Thresholding works well for the cropped video. And the original video looks like it would have a good signal to noise ratio as well. Let's see how this code works on the uncropped, grayscale video (Note: this takes quite a bit longer to run than with the cropped video).

In [17]:
video = '20181110-854x480-gray.mov'
fmax_full = np.array([m for m in frame_maxes(video)], dtype=int)
plot(fmax_full, 200, 'Max Pixel Intensity', 'Frame', 'Max Pixel Intensity')

For this to work, the threshold value will need to be raised. This makes sense, since there are brighter static pixels in the image from the tower.

In [18]:
threshold = 220
signal_full = fmax_full > threshold
signal_full = signal_full.astype(int)
edges_full = signal_full[1:] - signal_full[:-1]
edge_full_idx = np.where(edges_full != 0)[0]
morse_decode(edges_full, edge_full_idx, 10, 30)
Out[18]:
'WUGHT WHAT HATH GOD WROUGLT WHAT HATH GOD WROUGHT WHAT HATH GOD WROUGHT WHAT HATH GOD WROUGHT WHAT HATH GOD WROUGHT WHAT HATH GOD WROUGHT WHAT HATH GOD WROUGHT EMHAT HATH GOD WROUGHT WHAT HATH GOD WROUGHT WHAT HATH GOD WROUGHT WHAT HATH GOD WROUGHT WHAT HATH GOD WROUGHT WHAT HATH GOD WROUGHT WHAT HATH GOD WROUGHT WHAT HATH GOD WROUGHT WHAT HATH GOD WROUGHT WHAT HATH GOD WROUGHT WH'

While this is all well and good, manually determining the threshold every time I want to decode a video of the signalling tower goes against my laziness principle. What we need is an automatic threshold detector.

Looking at the fmax plots, we can see that the pixel intensities cluster around two values. This can be more easily seen with a histogram.

In [19]:
histogram(fmax_full, 'Max Intensities by Frame (full)', 'Intensities')
histogram(fmax_crop, 'Max Intensities by Frame (crop)', 'Intensities')

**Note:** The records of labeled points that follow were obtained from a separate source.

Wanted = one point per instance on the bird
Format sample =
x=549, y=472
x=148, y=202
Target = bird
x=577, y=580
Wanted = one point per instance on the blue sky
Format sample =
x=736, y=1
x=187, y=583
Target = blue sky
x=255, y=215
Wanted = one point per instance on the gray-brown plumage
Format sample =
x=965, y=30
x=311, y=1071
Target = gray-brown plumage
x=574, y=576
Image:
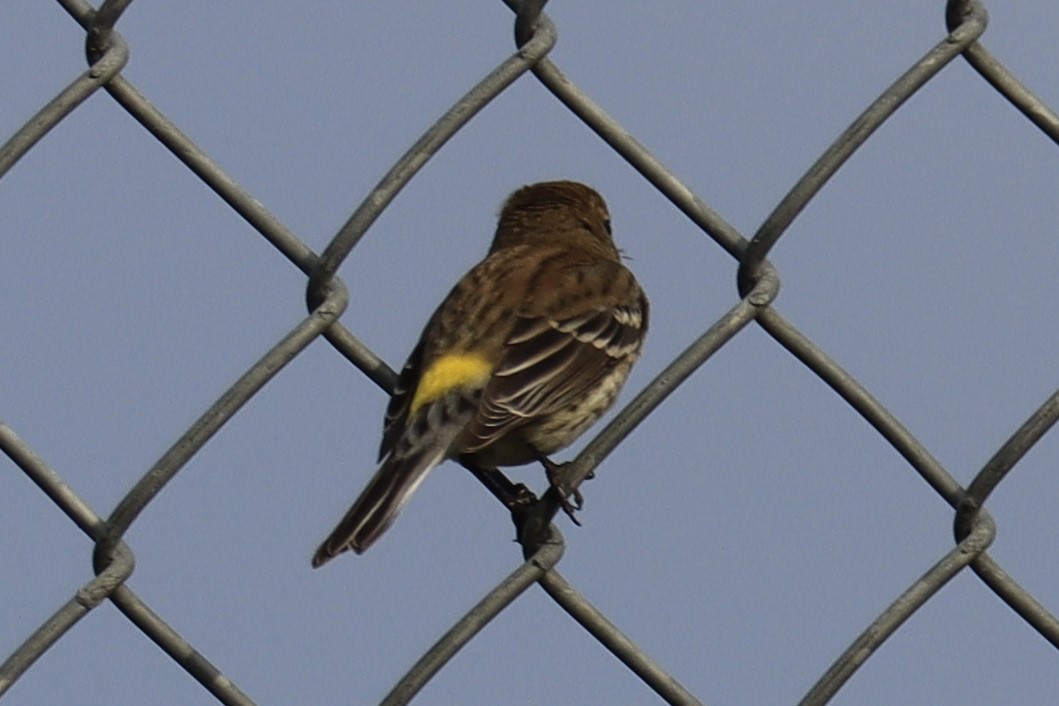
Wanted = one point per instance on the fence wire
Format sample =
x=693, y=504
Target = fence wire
x=327, y=299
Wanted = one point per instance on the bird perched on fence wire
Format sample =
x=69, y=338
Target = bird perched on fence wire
x=527, y=350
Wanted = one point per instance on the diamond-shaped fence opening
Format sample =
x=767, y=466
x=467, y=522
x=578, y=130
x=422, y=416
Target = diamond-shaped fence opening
x=758, y=307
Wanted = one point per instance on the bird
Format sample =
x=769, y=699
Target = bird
x=526, y=351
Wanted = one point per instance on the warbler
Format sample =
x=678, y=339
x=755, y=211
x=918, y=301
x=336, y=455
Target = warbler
x=526, y=351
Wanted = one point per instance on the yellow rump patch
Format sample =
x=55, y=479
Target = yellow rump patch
x=450, y=373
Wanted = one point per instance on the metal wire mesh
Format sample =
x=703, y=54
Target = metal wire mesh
x=327, y=300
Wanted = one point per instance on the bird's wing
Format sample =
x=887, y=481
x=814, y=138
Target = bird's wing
x=551, y=364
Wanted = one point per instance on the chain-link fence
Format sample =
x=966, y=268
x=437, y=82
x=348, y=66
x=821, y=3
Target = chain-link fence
x=327, y=299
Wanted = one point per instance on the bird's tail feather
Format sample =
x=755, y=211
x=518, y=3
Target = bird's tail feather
x=378, y=505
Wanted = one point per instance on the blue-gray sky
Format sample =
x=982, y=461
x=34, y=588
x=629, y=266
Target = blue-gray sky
x=743, y=535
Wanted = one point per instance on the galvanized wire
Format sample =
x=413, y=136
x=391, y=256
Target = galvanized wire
x=758, y=285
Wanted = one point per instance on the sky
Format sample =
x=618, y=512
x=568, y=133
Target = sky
x=743, y=535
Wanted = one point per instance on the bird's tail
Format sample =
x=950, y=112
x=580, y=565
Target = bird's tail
x=379, y=503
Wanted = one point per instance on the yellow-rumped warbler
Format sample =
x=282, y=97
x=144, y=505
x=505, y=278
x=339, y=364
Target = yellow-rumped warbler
x=526, y=351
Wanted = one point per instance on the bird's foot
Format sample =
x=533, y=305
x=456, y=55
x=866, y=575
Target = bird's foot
x=554, y=473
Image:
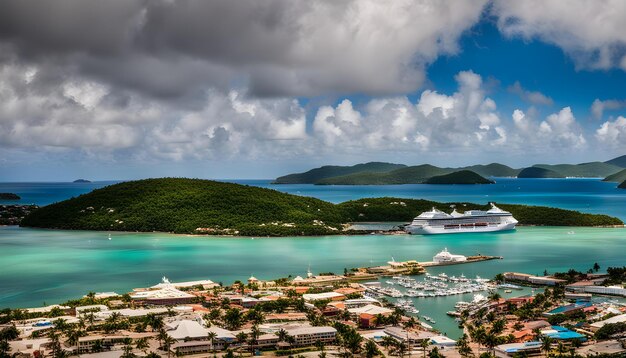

Intuitively, a good threshold value looks like it would be halfway between the mean values of the two clusters. This can be calculated iteratively by guessing an initial threshold value (say, halfway between the min and max values), grouping the the signal into two bins (below and above the threshold), calculating the means of those bins, recomputing the threshold, and repeating until the threshold doesn't move (much).

In [20]:
def compute_threshold(signal, tolerance):
    """Return theshold value to split `signal` into two bins."""
    # Initial threshold guess is the halfway point.
    threshold = signal.min() + ((signal.max() - signal.min()) / 2)
    last_threshold = 0
    while abs(threshold - last_threshold) > tolerance:
        low = signal[signal < threshold].mean()
        high = signal[signal >= threshold].mean()
        last_threshold = threshold
        threshold = low + ((high - low) / 2)
    
    return threshold
In [21]:
compute_threshold(fmax_crop, 1), compute_threshold(fmax_full, 1)
Out[21]:
(134.62130336304722, 216.18292914064398)

I eyeballed 125 and 220 as thresholds. Not too bad.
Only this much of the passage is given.